# RS485, como utilizar y cuando, los pines DE y RE del 75176?



## ELCHAVO (Jun 26, 2007)

HOLA AMIGOS DEL FORO

Necesito una ayudita de uds.

No entiendo cuando utilizar los pines DE y RE del 75176, yo tengo entendido que son para habilitar la comunicacion entre el maestro y los esclavos pero realmente no entiendo muy bien aun como es el proceso, cuando van los cambios de habilitar e inhabilitar estos pines, cuando el maestro los habilita y cuando los esclavos hacen ese cambio tambien .

Necesito una explicacion clara de esto por fa! es que ya me canse de leer manuales datasheets de todos estos chips pero ninguno aclara el protocolo en si de cuando inhabilitar y cuando habilitar estos pines de alta impedancia o no.

en mi caso yo necesito usar una red de varios micros esclavos y un maestro PC, uso 2 hilos tx y rx hasta el momento me funciona muy bien rs232, pero necesito ya hacer la red de varios micros, el protocolo que hice ya tiene incluido la direccion para cada micro y los datos , pero aun no se como sincronizar y cuando los pines del 75176 DE y RE y como pa que exactamente son y si son estrictamente necesarios de usar o no .

MUCHAS GRACIAS POR LA AYUDA QUE PUEDA RECIBIR agradezco explicaciones sencillas y claras.


----------



## toni40ext (Oct 29, 2007)

no se si te habran contestado ya, pero si no ahi va una forma de utilziar DE y RE. 
como habras visto DE y RE son complementarias es decir mientras DE funciona con un uno RE lo hace con un cero. lo ideal es unir estas dos patillas de forma que cuando haya un cero en ambas, este nodo estara en recepcion y cuando haya un uno este equipo estara en transmisión.

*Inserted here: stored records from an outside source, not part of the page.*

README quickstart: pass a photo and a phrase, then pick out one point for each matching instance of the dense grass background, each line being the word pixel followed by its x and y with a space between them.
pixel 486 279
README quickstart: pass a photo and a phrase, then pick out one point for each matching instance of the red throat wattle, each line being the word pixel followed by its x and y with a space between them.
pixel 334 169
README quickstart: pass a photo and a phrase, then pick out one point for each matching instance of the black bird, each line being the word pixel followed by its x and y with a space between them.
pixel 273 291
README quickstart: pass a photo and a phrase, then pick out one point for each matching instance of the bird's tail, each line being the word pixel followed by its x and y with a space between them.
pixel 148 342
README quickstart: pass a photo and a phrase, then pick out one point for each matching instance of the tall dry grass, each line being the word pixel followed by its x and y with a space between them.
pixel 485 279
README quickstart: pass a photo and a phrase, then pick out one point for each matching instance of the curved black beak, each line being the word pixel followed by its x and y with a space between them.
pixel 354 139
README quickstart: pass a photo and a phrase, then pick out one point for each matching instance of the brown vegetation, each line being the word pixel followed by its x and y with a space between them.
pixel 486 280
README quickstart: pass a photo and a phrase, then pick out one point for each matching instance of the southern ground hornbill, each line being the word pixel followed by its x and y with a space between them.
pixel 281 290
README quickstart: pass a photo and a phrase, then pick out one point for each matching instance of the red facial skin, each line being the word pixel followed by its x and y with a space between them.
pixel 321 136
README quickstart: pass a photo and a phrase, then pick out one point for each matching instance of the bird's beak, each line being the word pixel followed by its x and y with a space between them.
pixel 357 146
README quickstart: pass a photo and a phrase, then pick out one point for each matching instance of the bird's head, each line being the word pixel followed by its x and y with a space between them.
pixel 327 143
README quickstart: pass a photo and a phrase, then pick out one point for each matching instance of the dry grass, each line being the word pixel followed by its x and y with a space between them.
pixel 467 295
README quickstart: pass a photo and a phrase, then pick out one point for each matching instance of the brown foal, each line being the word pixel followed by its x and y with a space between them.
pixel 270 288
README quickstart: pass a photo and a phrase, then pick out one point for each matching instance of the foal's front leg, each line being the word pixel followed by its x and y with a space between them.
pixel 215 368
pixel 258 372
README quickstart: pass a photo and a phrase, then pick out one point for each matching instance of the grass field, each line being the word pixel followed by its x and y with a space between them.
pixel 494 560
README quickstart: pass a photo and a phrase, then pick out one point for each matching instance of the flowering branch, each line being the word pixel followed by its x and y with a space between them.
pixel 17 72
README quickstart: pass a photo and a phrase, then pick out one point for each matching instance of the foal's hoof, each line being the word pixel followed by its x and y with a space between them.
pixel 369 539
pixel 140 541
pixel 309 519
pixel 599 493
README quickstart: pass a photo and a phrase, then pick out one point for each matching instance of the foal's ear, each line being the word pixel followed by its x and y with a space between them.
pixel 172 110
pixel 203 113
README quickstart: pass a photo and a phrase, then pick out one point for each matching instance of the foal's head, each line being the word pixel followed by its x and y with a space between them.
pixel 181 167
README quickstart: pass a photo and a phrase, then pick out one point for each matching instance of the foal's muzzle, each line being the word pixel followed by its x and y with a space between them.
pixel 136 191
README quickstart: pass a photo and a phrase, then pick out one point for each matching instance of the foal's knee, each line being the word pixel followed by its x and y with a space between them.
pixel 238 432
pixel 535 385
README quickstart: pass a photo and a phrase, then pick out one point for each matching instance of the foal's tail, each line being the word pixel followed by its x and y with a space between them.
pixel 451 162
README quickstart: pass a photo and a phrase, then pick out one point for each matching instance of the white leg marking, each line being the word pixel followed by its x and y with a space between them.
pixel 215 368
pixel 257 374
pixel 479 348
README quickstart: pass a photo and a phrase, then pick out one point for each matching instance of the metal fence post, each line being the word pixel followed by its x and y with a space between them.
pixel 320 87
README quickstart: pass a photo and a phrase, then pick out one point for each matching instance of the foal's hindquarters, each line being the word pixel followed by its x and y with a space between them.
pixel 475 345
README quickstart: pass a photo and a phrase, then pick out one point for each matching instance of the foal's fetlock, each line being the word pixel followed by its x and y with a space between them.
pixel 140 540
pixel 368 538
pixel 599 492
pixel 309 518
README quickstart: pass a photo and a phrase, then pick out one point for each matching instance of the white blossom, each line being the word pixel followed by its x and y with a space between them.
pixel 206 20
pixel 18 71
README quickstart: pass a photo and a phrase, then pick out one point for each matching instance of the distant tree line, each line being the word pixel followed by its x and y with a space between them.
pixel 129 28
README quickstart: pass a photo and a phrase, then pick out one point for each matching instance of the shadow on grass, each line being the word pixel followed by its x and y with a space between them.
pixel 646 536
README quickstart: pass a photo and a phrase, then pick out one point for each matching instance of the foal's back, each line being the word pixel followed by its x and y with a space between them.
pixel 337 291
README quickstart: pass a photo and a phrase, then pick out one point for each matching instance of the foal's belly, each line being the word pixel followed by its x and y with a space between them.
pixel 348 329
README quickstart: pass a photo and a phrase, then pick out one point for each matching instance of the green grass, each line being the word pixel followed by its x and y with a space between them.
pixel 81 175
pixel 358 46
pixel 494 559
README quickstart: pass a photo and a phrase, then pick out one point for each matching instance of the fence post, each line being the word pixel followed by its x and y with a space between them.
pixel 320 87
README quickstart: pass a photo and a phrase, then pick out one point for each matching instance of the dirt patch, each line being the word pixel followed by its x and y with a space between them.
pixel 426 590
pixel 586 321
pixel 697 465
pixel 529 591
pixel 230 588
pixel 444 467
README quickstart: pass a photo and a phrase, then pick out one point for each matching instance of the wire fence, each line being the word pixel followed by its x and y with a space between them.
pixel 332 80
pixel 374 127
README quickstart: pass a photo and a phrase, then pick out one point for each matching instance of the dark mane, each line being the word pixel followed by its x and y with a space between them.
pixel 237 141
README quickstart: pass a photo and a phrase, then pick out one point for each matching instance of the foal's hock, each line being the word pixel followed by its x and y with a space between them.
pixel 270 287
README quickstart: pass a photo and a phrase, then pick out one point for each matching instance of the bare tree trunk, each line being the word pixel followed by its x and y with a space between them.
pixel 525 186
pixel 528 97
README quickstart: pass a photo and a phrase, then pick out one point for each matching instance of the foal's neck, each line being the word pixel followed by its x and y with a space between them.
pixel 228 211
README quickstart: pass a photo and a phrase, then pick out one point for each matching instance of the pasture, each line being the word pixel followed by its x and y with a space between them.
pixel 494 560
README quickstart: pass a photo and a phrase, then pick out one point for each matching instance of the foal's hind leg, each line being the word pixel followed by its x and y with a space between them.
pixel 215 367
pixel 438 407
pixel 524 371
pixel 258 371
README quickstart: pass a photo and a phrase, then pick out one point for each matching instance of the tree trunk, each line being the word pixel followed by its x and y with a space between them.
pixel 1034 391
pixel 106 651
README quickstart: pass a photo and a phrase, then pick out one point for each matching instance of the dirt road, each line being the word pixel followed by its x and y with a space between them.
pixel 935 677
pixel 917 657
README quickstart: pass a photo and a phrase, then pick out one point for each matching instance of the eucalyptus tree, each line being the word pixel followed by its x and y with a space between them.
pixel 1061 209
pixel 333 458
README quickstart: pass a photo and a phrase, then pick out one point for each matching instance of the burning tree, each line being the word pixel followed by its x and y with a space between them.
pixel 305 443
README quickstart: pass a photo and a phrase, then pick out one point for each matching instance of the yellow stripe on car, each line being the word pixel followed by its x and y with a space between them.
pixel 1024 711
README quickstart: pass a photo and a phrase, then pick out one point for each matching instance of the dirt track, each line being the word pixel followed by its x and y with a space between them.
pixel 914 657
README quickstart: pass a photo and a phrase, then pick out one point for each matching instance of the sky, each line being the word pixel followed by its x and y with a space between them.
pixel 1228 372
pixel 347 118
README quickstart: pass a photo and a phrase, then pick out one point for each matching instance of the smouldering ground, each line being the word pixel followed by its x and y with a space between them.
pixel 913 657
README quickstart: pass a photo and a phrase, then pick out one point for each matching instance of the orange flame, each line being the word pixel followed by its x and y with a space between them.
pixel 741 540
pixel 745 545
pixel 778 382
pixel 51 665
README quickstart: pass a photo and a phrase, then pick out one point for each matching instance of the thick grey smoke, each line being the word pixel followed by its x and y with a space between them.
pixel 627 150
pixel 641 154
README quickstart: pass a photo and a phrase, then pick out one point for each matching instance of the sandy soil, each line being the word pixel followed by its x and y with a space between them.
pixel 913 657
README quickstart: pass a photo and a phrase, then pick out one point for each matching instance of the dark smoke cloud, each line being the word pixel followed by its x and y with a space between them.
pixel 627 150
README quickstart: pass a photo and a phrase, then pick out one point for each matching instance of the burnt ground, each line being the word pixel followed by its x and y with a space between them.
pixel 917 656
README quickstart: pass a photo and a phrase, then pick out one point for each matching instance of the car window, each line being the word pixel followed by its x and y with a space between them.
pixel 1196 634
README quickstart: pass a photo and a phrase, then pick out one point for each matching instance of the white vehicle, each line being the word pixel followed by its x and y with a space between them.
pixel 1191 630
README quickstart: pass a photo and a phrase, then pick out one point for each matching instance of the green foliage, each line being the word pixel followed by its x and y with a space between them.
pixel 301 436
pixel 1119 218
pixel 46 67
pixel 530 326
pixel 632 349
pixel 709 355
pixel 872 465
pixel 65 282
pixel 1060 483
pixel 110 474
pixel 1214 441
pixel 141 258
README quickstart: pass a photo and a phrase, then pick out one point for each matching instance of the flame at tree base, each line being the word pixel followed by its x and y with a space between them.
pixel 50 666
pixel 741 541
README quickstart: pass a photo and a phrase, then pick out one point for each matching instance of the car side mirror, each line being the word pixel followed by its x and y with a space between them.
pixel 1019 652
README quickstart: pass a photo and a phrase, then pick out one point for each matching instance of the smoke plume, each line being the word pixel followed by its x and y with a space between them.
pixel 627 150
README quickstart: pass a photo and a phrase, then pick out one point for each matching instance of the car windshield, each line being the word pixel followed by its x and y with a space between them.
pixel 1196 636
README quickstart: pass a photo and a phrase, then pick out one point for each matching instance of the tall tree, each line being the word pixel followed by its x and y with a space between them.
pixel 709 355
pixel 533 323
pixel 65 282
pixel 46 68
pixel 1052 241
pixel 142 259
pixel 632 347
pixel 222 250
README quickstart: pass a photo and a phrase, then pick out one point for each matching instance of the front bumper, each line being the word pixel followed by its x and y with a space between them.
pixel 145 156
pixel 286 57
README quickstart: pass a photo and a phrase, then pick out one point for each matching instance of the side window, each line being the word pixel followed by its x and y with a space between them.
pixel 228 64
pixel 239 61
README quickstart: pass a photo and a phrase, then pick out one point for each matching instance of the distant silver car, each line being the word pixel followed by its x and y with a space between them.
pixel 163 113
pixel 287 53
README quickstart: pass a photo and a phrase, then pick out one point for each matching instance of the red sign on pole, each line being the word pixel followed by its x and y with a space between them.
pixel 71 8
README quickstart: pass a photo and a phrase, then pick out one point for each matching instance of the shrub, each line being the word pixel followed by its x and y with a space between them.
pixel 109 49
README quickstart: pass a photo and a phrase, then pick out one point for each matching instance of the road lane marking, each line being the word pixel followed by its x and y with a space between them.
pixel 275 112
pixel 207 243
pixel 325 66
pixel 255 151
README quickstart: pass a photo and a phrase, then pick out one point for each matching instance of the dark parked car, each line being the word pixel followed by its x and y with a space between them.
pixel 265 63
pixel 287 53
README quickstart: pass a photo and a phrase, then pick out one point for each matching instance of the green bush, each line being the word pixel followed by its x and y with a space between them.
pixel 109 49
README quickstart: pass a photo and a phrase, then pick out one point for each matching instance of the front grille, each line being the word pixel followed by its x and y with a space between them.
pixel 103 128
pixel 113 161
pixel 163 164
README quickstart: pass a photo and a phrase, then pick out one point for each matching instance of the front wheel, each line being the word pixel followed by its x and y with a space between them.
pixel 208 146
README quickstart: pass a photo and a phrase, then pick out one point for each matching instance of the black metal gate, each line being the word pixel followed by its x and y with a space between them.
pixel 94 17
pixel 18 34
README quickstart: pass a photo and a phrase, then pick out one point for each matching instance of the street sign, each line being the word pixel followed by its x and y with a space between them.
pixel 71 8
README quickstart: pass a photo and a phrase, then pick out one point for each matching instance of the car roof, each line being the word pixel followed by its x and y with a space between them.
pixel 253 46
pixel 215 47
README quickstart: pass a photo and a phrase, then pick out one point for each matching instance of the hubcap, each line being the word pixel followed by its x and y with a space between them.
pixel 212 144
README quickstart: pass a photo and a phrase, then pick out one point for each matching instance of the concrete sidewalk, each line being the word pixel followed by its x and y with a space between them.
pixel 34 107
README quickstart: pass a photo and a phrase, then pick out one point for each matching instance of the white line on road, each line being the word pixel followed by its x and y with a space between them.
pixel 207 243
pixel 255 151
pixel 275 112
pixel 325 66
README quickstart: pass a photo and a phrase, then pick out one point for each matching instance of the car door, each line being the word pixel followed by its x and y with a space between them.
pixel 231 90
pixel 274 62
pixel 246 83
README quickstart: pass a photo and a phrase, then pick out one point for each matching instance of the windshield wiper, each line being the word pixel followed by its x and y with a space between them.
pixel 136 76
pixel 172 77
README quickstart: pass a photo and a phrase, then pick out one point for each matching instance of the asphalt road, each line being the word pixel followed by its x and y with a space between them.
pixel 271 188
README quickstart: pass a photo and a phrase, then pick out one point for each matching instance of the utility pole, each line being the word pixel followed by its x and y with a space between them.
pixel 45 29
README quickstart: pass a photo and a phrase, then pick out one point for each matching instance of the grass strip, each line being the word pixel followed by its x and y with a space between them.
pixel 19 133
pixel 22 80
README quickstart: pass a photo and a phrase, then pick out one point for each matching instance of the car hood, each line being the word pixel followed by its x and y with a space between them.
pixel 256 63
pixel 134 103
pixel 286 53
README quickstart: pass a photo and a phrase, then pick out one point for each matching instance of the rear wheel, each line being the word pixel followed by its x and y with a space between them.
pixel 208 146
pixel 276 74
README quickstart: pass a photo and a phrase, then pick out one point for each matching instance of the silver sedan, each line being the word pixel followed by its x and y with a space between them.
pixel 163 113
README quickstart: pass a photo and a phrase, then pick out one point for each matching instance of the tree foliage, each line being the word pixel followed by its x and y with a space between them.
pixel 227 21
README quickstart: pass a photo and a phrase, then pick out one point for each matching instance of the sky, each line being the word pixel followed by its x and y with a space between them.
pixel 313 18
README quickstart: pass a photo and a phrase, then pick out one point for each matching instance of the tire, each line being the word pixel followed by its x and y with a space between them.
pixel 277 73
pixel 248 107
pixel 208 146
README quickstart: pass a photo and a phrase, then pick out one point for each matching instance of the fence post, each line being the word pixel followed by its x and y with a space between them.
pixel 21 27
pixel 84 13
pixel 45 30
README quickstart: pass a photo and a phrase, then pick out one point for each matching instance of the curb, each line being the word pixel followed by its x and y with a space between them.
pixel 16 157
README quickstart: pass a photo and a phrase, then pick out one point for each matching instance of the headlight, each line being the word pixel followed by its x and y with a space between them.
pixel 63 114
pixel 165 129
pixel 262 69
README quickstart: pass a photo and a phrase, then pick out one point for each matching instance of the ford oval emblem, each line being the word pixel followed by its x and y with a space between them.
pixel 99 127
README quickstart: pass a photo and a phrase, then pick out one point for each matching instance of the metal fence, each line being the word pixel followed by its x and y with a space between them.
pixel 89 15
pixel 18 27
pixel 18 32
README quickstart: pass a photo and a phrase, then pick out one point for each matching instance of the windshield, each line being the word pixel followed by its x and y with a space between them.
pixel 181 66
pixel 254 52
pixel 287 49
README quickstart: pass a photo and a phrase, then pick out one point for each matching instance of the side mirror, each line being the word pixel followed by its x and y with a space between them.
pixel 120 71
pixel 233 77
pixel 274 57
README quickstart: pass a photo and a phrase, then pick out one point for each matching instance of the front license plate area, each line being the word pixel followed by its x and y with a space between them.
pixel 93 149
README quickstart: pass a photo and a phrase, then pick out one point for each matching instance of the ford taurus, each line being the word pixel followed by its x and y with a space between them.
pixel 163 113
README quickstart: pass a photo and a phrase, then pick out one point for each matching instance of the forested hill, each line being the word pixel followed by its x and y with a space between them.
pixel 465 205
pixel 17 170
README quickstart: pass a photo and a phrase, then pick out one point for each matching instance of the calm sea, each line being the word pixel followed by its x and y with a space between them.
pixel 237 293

Partiendo de aqui el maestro deberia pasar su hilo DE/RE a uno mientras trasnmite su peticion o sus ordenes y pasar inmediatamente a escuchar es decir ponerlo a cero. A su vez los esclavos tendran un cero hasta que uno de ellos sea requerido, entonces pasa su hilo a uno y comienza a trasmitir.  Si necesitas alguna aclaracion mas hazmelo saber


----------



## toni40ext (Oct 29, 2007)

Ah, perdona utiliza para esto DTR, CTS o cualquier otra señal RS232, sobre la que tengas control.


----------